As I am about to head back to Minnesota for another visit, I was heartened by the news that the Minnesota Orchestra, after a 15 month long labor conflict, is set to play again, to break its long silence. It’s about time!
The length of the conflict, as I wrote in an earlier posting on this blog, was not the Minnesota way of doing business, a state that prides itself in problem solving and pragmatism — “the state that works.” But there are no winners, as Doug Grow correctly writes on MinnPost, after yesterday’s announcement of a three-year agreement, and, he continues, we won’t know for months, maybe years, if the damage done from the 474-day lockout of the Orchestra’s members can be repaired.
Yes, there are many question marks, the biggest one being whether the prominent Finnish director Osmo Vänskä, who resigned in frustration during the lockout, will return.
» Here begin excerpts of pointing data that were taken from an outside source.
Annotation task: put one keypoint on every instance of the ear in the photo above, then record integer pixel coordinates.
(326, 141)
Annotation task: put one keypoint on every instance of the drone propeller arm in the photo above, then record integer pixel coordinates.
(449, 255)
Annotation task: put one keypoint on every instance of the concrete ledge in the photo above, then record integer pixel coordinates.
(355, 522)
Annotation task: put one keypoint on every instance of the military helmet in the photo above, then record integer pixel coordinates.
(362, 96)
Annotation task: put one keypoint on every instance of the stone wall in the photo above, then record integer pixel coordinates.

He masterminded the Minnesota Orchestra’s stellar reputation, but without him, what? His return is not part of the deal, so we will have to wait and see, but he is clearly needed.
The renovated Orchestra Hall, where the orchestra has never played, stands ready to receive the musicians as they go back to work on February 1 after the longest symphonic orchestra work stoppage in American history. But will the public that this conflict has so badly failed show up? That’s another major question mark in this dark chapter for culture and music and labor relations in the state of Minnesota.